Discours - Editoriaux - Le débat - Politique - Religion - Table - 2 janvier 2015

2012 n’a jamais été aussi loin

Les présidents de la République présentent leurs vœux pour la nouvelle année, mais M. Hollande crée un nouvel exercice de genre : présenter ses gifles aux Français. Cohérent avec son programme de 2012 décliné en “moi Président” et avec la nouvelle génération dite “connectée” adepte du “moi je”, il use et abuse de la première personne du singulier, souvent pour affirmer qu’il n’écoute pas son peuple et poursuivra la politique à laquelle nous lui demandons d’avoir un mot à dire :

“Je crois à la persévérance, à la constance, au travail dans la durée […]. J’ai tenu bon et suivi fermement le cap que j’avais fixé.” Nous pouvons remplacer “fermement” par “péremptoirement” et même “obstinément”, tous adverbes que M. Hollande synthétise par l’« engagement ». Mais si l’« engagement » est une “vertu”, l’« entêtement », lui, est un défaut… Pourquoi forcer le “mariage pour tous” sans ouvrir un seul véritable débat ? Pourquoi forcer la nouvelle carte des régions sans en passer par un référendum ? “J’aurai toujours le souci de la proximité avec les Français […]. Le Président […] doit aussi être proche du peuple, être capable de le comprendre” : 2012 n’a jamais été aussi loin qu’en cette fin 2014…

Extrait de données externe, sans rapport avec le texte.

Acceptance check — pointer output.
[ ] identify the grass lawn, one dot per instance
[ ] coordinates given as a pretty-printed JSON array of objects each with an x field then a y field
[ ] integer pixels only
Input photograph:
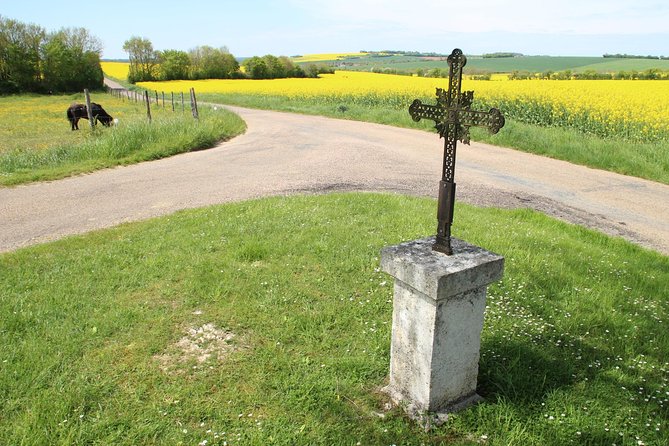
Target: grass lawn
[
  {"x": 36, "y": 142},
  {"x": 268, "y": 322}
]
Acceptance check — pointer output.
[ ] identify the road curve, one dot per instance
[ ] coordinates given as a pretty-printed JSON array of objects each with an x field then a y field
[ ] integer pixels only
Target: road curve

Vers le milieu de ses vœux enfin, M. Hollande ne peut s’empêcher de sermonner : il se dresse en juge suprême des valeurs de la République et se permet de donner des leçons au peuple qui l’a, fragilement, élu : “Ce combat, je le mènerai jusqu’au bout contre les conservatismes, et ils sont nombreux, contre les populismes, et ils sont dangereux […]. Écartons les discours qui trompent et qui abusent le peuple […]. Et devant les menaces qui montent et qui inquiètent, qui s’appellent terrorisme, communautarisme, fondamentalisme, ce n’est pas en nous divisant, en stigmatisant une religion, en cédant à la peur que nous nous protégerons […]. C’est quand la France oublie ces principes qu’elle se perd, qu’elle se noie. Là est le déclin, le seul qui nous menace : c’est celui de l’abandon. C’est déjà arrivé […], ne l’oublions jamais. C’est pourquoi je fais de la lutte contre le racisme et contre l’antisémitisme une grande cause nationale.”

Non, M. le Président : ce n’est pas lorsque la France a peur “qu’elle se perd”, c’est lorsqu’elle est gouvernée par la Surdité et l’Orgueil dont vous faites justement preuve. Nous savons déjà que vous voulez tout faire pour étouffer la parole des Français qui se refusent au servage (“Mais je veux en finir avec le dénigrement et le découragement”), que vous voulez tout faire pour noyer la France dans l’Europe (“Avec l’Europe, ce n’est pas en cassant ce qui existe ou en prétendant sortir de la zone euro que nous convaincrons ; c’est en redressant notre propre compétitivité, c’est en mobilisant tous les leviers économiques pour nous écarter de la stagnation en Europe […]”), mais la France est aussi le pays qui a jusqu’ici su renverser les Pouvoirs qui l’étouffaient.